The biggest swing, he said, has been from Asia, which had been a reliable source of growth. Orders from there, he said, shrunk from year-ago levels.
He said that it is unclear whether business is in a temporary lull or a more pronounced slowdown, and that he expects to get a better reading after Europe's summer holidays. Until then, his company is reducing overtime and other expenses and drawing down inventories.
Just as Germany's first-quarter surge likely overstated its strength, the signs of stagnation in the second quarter may not signal the end of the boom in Europe's largest economy.
"The truth lies in between," said Andreas Rees, Munich-based economist at lender UniCredit, who expects Germany to grow in the 2% range in coming months, in line with its long-term average. Despite last quarter's near stall, German growth will likely reach 3% in 2011 for a second-straight year, he predicted.
"For us and for many other companies, we don't see that the economy is weakening," said Dagmar Bollin-Flade, chief executive at Frankfurt's Christian Bollin Armaturenfabrik GmbH, which produces specialty valves for the petrochemical industry and power plants. The company, which employs about 30, relies on exports for about half its revenues. Ms. Bollin-Flade still sees strong demand from power plants in Asia and other parts of Europe, and expects 5% to 10% order growth for 2011.
But some of Germany's global brand-name companies are warning of slower growth ahead. Industrial conglomerate Siemens AG said last month that global economic risks are on the rise. Chemicals company BASF SE warned that debt problems in Europe and the U.S. could hurt economic growth.

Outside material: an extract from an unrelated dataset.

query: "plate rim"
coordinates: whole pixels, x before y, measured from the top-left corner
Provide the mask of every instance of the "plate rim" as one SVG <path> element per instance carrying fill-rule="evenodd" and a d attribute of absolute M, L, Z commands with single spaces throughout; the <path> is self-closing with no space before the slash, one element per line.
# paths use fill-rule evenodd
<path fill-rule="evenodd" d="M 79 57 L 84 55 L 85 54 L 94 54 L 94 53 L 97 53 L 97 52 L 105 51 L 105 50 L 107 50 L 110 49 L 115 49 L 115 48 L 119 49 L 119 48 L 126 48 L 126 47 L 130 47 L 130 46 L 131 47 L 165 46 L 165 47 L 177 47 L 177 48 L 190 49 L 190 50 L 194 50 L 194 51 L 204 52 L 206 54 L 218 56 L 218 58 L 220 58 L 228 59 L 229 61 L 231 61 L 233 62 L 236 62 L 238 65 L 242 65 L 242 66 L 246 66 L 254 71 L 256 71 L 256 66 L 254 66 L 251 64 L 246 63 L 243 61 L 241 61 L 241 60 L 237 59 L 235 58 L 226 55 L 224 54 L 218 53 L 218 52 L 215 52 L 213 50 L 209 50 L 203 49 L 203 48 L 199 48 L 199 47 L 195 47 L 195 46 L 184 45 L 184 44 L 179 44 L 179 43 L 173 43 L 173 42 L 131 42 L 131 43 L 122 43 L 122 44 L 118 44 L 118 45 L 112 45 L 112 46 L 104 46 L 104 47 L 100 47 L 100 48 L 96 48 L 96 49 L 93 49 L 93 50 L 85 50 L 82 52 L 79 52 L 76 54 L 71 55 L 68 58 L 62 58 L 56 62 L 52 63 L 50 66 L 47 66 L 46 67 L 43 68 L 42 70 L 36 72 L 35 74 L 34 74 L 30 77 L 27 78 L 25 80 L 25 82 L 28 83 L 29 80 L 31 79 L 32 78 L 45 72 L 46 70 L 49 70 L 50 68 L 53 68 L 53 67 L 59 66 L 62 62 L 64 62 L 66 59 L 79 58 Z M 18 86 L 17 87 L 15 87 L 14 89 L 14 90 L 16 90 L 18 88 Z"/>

With major, industrialized countries such as the U.S. and Japan recovering weakly, if at all, German industry has relied on demand from fast-growing emerging markets including Brazil, Russia, India and China to drive demand for its luxury cars and specialty machine tools.
Many of those countries are trying to cool off their economies, which show signs of overheating, by raising interest rates and slowing the growth of credit. How successful they are in achieving "soft landings" of strong growth and low inflation may be an even bigger issue for Germany's economy than the debt crisis along Europe's southern fringe and Ireland, some analysts say.
"This is not a debt story. This is a China and emerging markets story," said Mr. Rees.